A Pennsylvania manufacturer had a problem. Their production is dependent on welding and machining processes that historically generated a significant amount of scrap and rework. The original welding and machining process was responsible for the highest amount of defects in the plant, and it had done so for the past 30 years.
The process had been in place since the plant was built in 1970. When the robotic automation project was started, the customer soon realized that no one knew what the "true" process was. Every shift had a different equipment setup, so the part production and quality differed significantly shift to shift. According to the customer, "our first step was to understand the process, evaluate new ideas and refine as needed".
The critical welding process was completed by some rotary welders that were purchased when the plant was built. Not only did the welders have significant maintenance issues, but the welder torches had limited orientation options and generated a significant amount of rework due to pinholes in the weld.
After welding, the parts were loaded by the operator into a machine that removed the excess filler material. The material handling of a hot 75 lb. part was an ergonomic issue, and quality testing was not completed after the machining process. Any defects were detected late in the manufacturing cycle; consequently the value of the machining process was lost on any parts that were reworked.
When evaluating the process for automation, there were several sequential welding operations and final machining that required precise part alignment. It was evident that the initial part orientation could not be preserved with robot transfer. Significant process efficiencies could be gained by adding robotic handling and with a part weight exceeding 75 lbs., the ergonomic and cycle time benefits were clear.
The New Automated Process
- The part is made from two components that sit one inside the other. The parts are slid off a conveyor by the operator and into tooling on a rotary positioner. The operator verifies orientation of the parts one to another.
- After stepping clear of the light curtain, the cycle is initiated, and the turntable rotates to present the parts to an ES165D material handling robot.
- The handling robot picks the oriented assembly and transfers it to a Cognex based MotoSight™ 2D vision system to verify that the part is oriented correctly. After verification, the material handling robot loads the assembly into the part tacking fixture. If the alignment is incorrect, the part is placed on a reject conveyor to be adjusted by the operator.
- The tacking fixture clamps and centers the inner detail, allowing the first MA1400 welding robot to tack the components together. The fixture clamp retracts, allowing the robot to complete a large circular weld.
- The ES165D robot flips the part over and moves it to the "Side A" fixture. A spatter guard is loaded over the part, and the MA1400 welding robot makes four smaller circular welds.
- The ES165D robot removes the spatter guard, flips the part over and moves it to one of two "Side B" welding fixtures. It then picks and sets a spatter guard over the part. The second MA1400 welding robot makes a single smaller circular weld.

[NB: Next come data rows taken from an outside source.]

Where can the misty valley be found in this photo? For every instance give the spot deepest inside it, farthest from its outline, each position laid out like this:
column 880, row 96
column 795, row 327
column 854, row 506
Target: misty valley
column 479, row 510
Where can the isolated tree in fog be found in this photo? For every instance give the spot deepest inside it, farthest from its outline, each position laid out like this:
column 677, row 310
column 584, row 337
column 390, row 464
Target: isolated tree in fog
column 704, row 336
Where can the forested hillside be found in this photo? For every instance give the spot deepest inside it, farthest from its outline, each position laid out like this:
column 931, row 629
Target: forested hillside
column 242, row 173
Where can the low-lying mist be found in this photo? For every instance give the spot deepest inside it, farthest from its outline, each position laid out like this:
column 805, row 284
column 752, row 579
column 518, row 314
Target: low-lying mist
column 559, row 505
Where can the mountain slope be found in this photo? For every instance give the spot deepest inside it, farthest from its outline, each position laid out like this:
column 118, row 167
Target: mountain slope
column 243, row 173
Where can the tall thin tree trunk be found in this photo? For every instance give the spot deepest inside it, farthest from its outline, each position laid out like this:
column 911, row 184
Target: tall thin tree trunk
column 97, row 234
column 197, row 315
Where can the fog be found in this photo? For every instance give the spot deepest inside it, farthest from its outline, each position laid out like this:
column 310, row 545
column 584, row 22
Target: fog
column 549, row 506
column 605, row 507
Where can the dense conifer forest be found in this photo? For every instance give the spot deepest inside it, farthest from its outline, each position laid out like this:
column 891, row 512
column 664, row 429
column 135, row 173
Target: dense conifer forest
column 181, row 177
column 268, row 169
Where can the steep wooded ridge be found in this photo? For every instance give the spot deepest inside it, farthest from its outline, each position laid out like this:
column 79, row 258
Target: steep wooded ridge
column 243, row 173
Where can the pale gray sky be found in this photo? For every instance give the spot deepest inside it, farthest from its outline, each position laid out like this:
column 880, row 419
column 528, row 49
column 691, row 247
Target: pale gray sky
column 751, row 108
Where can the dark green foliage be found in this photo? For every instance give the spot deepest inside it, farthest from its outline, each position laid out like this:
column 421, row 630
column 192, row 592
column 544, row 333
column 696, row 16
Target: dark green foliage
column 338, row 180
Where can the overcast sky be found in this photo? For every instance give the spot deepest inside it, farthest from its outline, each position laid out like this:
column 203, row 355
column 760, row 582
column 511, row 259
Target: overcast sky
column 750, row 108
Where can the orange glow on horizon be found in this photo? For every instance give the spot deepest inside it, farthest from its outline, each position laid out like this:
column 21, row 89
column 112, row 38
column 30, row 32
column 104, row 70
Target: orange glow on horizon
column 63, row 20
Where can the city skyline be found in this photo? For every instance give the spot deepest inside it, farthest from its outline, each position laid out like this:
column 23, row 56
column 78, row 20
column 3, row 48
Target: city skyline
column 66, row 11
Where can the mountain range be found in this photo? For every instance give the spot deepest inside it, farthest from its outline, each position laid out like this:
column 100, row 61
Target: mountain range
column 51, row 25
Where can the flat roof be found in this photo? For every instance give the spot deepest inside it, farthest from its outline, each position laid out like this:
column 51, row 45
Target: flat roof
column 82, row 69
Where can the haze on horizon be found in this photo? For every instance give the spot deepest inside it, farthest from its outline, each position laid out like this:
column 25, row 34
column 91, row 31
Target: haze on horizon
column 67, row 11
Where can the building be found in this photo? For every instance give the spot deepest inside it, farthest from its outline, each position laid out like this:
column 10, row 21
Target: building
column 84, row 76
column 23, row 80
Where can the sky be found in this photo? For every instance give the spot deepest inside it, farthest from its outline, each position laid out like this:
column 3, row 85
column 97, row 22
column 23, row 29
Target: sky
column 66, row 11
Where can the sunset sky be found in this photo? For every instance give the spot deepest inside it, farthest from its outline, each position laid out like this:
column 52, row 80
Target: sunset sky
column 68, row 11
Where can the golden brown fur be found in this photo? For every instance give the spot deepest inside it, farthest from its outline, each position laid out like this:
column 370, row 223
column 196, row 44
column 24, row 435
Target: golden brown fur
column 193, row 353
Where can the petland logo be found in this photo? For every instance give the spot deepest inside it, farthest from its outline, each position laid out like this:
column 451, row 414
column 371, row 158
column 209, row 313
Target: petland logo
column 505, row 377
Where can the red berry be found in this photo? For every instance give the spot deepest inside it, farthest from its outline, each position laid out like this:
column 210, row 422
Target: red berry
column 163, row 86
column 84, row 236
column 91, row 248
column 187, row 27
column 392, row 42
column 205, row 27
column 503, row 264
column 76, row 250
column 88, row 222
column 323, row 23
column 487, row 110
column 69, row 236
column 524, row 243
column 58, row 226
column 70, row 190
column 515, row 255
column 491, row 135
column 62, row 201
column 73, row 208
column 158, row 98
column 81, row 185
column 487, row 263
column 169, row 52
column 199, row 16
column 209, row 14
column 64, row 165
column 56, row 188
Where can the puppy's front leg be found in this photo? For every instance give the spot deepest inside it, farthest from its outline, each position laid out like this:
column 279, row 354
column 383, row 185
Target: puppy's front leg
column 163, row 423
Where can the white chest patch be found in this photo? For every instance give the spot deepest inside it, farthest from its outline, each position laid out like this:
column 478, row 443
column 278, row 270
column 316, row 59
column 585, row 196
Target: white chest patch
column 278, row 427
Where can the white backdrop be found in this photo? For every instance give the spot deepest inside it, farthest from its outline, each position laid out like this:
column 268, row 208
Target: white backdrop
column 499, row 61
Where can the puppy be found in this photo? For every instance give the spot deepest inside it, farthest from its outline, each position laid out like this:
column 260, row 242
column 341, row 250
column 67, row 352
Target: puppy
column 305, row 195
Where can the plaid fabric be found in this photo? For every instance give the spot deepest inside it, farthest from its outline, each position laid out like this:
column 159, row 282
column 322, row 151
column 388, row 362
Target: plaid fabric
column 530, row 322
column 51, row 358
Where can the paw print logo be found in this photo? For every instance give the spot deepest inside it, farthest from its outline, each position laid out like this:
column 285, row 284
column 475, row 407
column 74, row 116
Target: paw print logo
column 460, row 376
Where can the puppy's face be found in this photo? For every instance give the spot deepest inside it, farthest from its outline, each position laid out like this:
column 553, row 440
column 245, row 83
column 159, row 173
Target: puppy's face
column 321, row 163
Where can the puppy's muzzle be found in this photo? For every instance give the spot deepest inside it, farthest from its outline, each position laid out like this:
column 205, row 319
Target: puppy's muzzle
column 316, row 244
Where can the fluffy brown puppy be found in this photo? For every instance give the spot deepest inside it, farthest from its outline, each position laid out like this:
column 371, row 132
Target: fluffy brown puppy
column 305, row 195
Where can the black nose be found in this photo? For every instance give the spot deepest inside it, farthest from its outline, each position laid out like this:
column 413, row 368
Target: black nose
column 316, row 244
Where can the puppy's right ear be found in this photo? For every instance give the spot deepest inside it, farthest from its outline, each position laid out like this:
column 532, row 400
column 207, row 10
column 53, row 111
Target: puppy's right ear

- The ES165D handling robot removes the spatter guard, picks the welded part and loads an open position on a cooling rack. The robot then moves to a machining center, picks a finished part and sets it on an outfeed conveyor. The robot then returns to the cooling rack, picks the coolest part, loads the machining center and starts the machining process.
- The process repeats.
The custom engineered solution included the following items:
- 2-MA1400 welding robots
- 1-ES165D material handling robot
- 1-Triple robot controller
- 2-Miller Auto-Axcess® weld packages
- 2-Binzel water-cooled torches
- 1-ToolSight® torch alignment package
- 1-Infeed conveyor
- 1-Rotary indexing table
- 1-Custom end-of-arm tool
- 1-Fixture package
- 1-MotoSight 2D vision package
- 1-Controls package
- 1-Cell guarding package
Once the customer understood their process, they began to test and try new ideas. Originally, they used a large counter bore which was expensive. Eventually, they began running carbide inserts, which lowered costs. Coolant was used with the counter bore, which caused chips to stick to the part and created a variety of process problems. After changing to inserts, parts could be run without coolant. This helped clean up and improve their process.
"Robotic machine tending has been really beneficial to us," said the customer. With 75 pound parts, it helps with safety and ergonomics. The robot is also able to load and unload spatter guards, which protects key areas of the part during welding. The consistency and improved part quality has provided significant benefits.
The old equipment produced a part every 11-12 minutes. With the new production cell, the part can produce a good part every five minutes, far outpacing other plant production. In the words of the customer, "the parts just pile up, till they shut the cell off".
Quality has improved significantly, and now the cell is delivering higher quality parts that don't require the same level of cleaning before the next step in the manufacturing process.
Previously we had two people dedicated to part rework. Those personnel are no longer necessary and have been reassigned. Post machining rework due to pin holes has virtually been eliminated.